Created 02-14-2017 09:05 AM
Actually, digging into this a bit more I think it is the permissions on the container-executor.cfg that is causing the issue.
The nodemanager is launched as the yarn user:
yarn 17040 17035 0 16:53 ? 00:00:00 python2.7 /usr/lib64/cmf/agent/build/env/bin/cmf-redactor /usr/lib64/cmf/service/yarn/yarn.sh nodemanager
And from here http://hadoop.apache.org/docs/stable/hadoop-yarn/hadoop-yarn-site/SecureContainer.html:
On Linux environment the secure container executor is the LinuxContainerExecutor. It uses an external program called the container-executor> to launch the container. This program has the setuid access right flag set which allows it to launch the container with the permissions of the YARN application user.
This would explain why this is just happening to secure clusters built by CD.
It seems that the container-executor.cfg is created and populated at nodemanager restart time, so I cannot change permissions on the cfg file to test.
Is there a reason why these cfg files are created with 400 and not 444? Should they be 444 on secure clusters? Can this be changed, and where?
Thanks
Created 02-14-2017 01:29 PM
Created on 02-15-2017 01:34 AM - edited 02-15-2017 01:35 AM
Hi,
Looking at that document, I see:
conf/container-executor.cfg The executable requires a configuration file called container-executor.cfg to be present in the configuration directory passed to the mvn target mentioned above.
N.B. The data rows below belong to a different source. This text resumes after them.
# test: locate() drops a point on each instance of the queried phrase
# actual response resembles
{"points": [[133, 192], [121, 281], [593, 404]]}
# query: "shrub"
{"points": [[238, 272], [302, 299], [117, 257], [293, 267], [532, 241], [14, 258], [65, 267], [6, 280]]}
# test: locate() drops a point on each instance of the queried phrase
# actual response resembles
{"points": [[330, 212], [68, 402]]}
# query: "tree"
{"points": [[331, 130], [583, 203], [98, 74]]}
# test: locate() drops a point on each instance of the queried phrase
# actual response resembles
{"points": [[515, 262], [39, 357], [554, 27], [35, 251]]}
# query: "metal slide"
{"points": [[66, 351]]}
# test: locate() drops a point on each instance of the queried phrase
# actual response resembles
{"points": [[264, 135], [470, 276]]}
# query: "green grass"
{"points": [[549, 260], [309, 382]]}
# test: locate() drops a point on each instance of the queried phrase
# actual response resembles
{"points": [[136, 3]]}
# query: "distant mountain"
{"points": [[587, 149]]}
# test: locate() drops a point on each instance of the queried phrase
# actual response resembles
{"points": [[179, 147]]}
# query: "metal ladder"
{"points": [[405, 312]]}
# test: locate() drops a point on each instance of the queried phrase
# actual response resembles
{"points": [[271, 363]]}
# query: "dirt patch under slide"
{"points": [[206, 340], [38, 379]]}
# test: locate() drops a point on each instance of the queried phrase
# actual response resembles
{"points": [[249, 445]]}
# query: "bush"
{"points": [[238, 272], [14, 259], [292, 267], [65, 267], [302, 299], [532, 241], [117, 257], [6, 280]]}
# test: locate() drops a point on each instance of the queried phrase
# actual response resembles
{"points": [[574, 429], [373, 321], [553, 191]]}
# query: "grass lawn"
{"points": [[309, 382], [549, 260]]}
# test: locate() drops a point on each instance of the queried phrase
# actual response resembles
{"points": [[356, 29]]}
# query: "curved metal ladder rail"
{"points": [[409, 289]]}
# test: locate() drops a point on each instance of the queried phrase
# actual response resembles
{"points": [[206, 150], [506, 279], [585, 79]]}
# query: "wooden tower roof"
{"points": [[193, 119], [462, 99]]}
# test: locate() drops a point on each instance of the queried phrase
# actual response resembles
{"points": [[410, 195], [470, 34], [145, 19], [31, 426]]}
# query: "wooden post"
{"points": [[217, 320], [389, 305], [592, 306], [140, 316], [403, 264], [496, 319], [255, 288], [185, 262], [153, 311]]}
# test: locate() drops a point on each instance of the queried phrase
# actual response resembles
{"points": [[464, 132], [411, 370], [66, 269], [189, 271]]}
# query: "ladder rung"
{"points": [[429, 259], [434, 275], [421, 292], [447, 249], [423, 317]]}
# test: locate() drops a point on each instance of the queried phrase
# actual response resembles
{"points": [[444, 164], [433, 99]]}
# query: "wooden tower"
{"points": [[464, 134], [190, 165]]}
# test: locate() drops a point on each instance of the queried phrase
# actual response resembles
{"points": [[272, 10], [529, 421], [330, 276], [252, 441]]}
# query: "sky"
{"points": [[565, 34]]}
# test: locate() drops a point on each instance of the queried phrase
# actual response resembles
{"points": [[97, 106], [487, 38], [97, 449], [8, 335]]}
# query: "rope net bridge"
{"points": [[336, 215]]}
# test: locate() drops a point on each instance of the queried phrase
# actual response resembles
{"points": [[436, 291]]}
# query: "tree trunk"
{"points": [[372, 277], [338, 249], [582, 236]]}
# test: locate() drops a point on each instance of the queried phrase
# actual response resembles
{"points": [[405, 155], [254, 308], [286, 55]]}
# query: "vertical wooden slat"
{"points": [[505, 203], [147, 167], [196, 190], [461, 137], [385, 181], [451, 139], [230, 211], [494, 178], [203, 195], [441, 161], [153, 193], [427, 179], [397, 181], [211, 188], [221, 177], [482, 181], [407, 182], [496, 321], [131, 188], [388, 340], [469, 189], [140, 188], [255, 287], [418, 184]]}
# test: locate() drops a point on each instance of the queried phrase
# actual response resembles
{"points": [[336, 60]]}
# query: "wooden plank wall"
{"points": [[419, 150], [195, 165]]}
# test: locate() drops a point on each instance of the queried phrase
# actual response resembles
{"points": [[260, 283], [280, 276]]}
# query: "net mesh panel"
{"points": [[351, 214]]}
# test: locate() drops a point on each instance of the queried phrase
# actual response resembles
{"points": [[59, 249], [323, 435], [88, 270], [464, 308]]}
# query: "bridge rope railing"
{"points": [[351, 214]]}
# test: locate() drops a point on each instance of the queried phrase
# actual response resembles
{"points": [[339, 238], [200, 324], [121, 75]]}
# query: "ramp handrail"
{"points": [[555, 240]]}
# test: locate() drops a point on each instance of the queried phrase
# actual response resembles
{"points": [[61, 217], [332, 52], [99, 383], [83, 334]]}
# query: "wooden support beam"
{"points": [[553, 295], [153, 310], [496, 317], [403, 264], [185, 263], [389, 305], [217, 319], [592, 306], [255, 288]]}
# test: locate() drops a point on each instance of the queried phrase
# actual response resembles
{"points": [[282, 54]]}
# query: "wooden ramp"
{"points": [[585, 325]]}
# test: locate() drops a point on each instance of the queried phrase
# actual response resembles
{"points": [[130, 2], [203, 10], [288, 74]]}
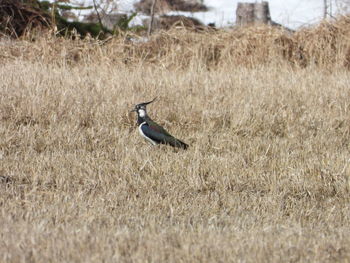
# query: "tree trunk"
{"points": [[250, 13]]}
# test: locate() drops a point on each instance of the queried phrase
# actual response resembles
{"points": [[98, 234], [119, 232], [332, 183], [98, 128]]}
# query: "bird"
{"points": [[153, 132]]}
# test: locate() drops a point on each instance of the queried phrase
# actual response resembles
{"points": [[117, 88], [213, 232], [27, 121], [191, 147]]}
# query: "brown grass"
{"points": [[266, 177]]}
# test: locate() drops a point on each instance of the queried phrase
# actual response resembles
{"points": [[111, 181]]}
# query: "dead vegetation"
{"points": [[266, 177], [325, 46]]}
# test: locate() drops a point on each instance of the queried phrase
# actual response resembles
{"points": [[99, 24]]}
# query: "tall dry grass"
{"points": [[266, 177]]}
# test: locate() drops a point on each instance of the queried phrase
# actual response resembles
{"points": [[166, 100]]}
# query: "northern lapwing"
{"points": [[153, 132]]}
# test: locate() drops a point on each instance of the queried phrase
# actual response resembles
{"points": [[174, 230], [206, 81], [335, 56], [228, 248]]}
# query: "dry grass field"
{"points": [[266, 177]]}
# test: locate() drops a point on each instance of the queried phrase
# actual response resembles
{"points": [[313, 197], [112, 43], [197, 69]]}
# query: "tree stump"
{"points": [[251, 13]]}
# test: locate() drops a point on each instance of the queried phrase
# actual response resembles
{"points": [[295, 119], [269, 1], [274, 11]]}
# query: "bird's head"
{"points": [[141, 108]]}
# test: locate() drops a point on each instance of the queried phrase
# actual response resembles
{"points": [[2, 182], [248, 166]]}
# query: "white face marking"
{"points": [[142, 113]]}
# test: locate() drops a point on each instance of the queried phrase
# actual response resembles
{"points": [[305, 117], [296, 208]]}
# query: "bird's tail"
{"points": [[179, 144]]}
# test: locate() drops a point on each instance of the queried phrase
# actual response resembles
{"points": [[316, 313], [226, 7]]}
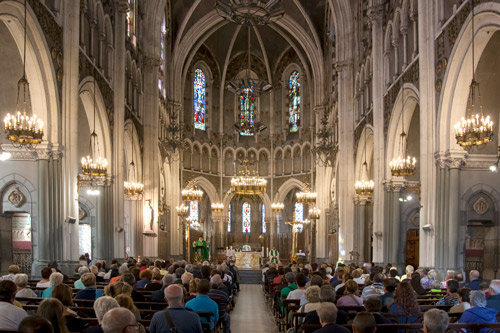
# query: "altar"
{"points": [[248, 260]]}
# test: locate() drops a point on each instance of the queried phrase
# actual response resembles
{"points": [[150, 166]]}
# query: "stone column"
{"points": [[69, 131], [346, 158], [118, 126], [376, 14], [428, 132]]}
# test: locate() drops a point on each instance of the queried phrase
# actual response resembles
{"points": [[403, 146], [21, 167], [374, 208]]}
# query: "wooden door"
{"points": [[412, 247]]}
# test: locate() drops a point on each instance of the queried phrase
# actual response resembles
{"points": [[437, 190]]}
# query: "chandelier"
{"points": [[306, 197], [248, 183], [132, 188], [364, 186], [94, 165], [401, 166], [250, 12], [217, 207], [314, 213], [191, 193], [325, 149], [23, 129], [171, 136], [277, 207], [474, 129]]}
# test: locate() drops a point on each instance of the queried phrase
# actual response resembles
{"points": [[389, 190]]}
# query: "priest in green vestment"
{"points": [[200, 250]]}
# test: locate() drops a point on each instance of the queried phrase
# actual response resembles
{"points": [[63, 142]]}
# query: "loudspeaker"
{"points": [[70, 219]]}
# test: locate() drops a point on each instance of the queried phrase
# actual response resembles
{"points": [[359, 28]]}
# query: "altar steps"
{"points": [[250, 276]]}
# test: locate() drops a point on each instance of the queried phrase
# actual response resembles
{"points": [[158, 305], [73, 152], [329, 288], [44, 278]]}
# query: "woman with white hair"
{"points": [[55, 280], [21, 281], [478, 313]]}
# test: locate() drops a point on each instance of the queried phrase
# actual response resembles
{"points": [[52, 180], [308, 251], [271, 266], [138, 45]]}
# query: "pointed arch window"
{"points": [[245, 217], [247, 109], [193, 211], [131, 20], [200, 93], [294, 101], [299, 216], [264, 229], [163, 51], [229, 218]]}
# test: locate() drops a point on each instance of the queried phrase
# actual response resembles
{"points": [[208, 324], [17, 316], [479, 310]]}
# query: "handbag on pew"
{"points": [[170, 322]]}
The configuration file must be owned by the user running NodeManager (user yarn in the above example), group-owned by anyone and should have the permissions 0400 or r--------.
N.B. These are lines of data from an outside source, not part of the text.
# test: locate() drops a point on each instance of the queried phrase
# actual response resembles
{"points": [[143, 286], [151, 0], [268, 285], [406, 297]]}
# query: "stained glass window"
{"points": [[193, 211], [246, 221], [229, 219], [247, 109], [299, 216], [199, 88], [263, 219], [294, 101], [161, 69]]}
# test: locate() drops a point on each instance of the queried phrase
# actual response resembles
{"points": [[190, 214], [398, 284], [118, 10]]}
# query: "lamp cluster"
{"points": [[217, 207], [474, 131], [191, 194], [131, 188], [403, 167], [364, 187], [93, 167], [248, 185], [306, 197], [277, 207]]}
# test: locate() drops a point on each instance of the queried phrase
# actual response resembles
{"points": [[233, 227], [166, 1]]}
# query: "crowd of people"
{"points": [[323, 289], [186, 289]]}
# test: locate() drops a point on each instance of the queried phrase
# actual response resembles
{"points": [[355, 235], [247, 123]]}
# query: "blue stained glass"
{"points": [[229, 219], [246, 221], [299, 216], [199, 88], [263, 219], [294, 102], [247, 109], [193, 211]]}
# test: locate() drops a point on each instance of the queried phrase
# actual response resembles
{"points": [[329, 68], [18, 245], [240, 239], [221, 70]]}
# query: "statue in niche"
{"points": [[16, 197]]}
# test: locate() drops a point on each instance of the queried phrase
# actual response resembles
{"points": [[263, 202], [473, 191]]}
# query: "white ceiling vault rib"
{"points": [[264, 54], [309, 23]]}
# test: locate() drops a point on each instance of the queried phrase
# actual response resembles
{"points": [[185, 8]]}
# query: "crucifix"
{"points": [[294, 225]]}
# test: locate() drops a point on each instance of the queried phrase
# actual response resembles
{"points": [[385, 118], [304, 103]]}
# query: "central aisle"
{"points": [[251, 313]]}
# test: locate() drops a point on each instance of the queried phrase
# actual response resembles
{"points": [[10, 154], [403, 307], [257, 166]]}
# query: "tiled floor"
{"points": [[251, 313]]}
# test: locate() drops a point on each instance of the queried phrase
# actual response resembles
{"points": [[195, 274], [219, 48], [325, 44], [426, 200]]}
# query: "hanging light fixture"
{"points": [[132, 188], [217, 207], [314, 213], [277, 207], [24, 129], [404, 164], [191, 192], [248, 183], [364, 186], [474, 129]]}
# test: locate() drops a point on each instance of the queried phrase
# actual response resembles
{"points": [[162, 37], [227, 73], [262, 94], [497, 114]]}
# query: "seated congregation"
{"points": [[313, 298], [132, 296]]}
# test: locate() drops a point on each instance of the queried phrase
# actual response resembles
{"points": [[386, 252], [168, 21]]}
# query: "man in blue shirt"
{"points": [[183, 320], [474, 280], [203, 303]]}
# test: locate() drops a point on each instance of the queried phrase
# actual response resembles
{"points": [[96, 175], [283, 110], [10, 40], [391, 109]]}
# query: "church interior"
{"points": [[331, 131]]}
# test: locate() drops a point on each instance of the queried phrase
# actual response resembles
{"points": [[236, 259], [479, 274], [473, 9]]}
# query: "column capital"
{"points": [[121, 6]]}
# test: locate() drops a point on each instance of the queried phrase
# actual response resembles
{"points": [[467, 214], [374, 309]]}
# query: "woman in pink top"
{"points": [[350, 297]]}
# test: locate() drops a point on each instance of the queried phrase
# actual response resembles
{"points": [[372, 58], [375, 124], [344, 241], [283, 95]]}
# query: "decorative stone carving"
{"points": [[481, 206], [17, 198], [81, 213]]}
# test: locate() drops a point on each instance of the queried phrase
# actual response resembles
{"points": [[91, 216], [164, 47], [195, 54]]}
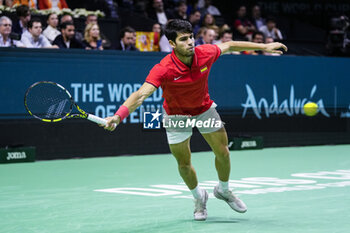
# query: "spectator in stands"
{"points": [[91, 18], [126, 40], [29, 3], [51, 31], [52, 4], [24, 16], [269, 40], [66, 39], [92, 37], [216, 30], [270, 29], [242, 25], [181, 11], [157, 12], [208, 37], [208, 20], [5, 31], [257, 20], [195, 18], [208, 8], [163, 42], [258, 37], [35, 38]]}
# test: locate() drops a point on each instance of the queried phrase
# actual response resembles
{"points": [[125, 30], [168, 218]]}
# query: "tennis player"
{"points": [[183, 76]]}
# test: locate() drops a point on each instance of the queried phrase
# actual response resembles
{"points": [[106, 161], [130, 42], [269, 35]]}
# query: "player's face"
{"points": [[226, 37], [184, 44], [53, 20], [36, 29], [5, 27], [95, 31]]}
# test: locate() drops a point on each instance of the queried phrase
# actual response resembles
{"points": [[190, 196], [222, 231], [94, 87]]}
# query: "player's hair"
{"points": [[32, 21], [126, 29], [223, 32], [65, 24], [22, 10], [48, 16], [258, 33], [175, 26], [87, 32], [3, 18]]}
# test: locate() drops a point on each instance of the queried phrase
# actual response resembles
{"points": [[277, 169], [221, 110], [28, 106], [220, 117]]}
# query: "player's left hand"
{"points": [[273, 48]]}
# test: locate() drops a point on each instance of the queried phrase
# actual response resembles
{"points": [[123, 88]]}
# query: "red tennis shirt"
{"points": [[185, 89]]}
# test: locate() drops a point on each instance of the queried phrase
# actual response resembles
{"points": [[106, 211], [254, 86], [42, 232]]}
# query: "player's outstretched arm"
{"points": [[231, 46], [130, 105]]}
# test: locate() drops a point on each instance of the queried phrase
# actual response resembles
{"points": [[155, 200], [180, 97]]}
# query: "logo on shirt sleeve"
{"points": [[177, 78], [151, 120], [203, 69]]}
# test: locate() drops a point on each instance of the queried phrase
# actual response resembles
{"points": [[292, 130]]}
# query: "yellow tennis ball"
{"points": [[310, 109]]}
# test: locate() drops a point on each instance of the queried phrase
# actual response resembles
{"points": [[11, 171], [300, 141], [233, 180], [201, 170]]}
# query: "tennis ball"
{"points": [[310, 109]]}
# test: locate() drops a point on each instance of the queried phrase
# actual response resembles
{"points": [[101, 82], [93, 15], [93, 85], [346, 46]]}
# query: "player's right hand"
{"points": [[112, 122]]}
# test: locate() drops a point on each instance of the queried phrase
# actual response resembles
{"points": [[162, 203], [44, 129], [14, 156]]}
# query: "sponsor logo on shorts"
{"points": [[16, 155], [191, 123]]}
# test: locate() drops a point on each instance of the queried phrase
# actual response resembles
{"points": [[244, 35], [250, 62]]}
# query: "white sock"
{"points": [[197, 192], [223, 186]]}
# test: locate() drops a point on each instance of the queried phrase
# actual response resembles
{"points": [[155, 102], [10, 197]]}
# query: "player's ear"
{"points": [[172, 44]]}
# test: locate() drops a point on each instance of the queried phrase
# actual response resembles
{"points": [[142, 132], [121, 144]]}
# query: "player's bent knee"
{"points": [[223, 152], [185, 167]]}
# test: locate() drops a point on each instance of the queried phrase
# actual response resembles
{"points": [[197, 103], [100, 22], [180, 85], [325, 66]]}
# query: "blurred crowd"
{"points": [[60, 32]]}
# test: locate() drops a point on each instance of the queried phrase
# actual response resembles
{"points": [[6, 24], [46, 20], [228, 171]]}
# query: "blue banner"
{"points": [[100, 81]]}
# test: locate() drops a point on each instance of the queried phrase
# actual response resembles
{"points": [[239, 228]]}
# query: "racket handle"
{"points": [[98, 120]]}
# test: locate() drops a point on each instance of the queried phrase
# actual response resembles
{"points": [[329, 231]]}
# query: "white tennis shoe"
{"points": [[200, 207], [234, 202]]}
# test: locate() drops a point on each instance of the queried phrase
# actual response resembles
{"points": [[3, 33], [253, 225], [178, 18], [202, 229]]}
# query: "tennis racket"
{"points": [[51, 102]]}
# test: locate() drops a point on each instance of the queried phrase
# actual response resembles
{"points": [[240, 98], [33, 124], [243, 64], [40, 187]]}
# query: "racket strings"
{"points": [[48, 101]]}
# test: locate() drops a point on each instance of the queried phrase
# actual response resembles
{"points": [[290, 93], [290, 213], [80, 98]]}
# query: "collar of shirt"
{"points": [[180, 65]]}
This makes sense, as if the container-executor runs as yarn, how can it read the configuration?
Does anyone have a running kerberos cluster to confirm the permissions?
Created 02-15-2017 08:07 AM
Okay, I have it.
I was using the parcel_provisioner.sh script to preload the parcels into Docker images. However, when doing the pre-extraction the permissions on the container-executor weren't being set properly. For now, turning off the preextracting works however I'll test by manually setting the perms however I'm wondering how many other permissions aren't set properly.
FYI, the root:hadoop 400 permissions work because of the setuid flag on the container-executor binary. Now everything makes sense.
Thanks for the help!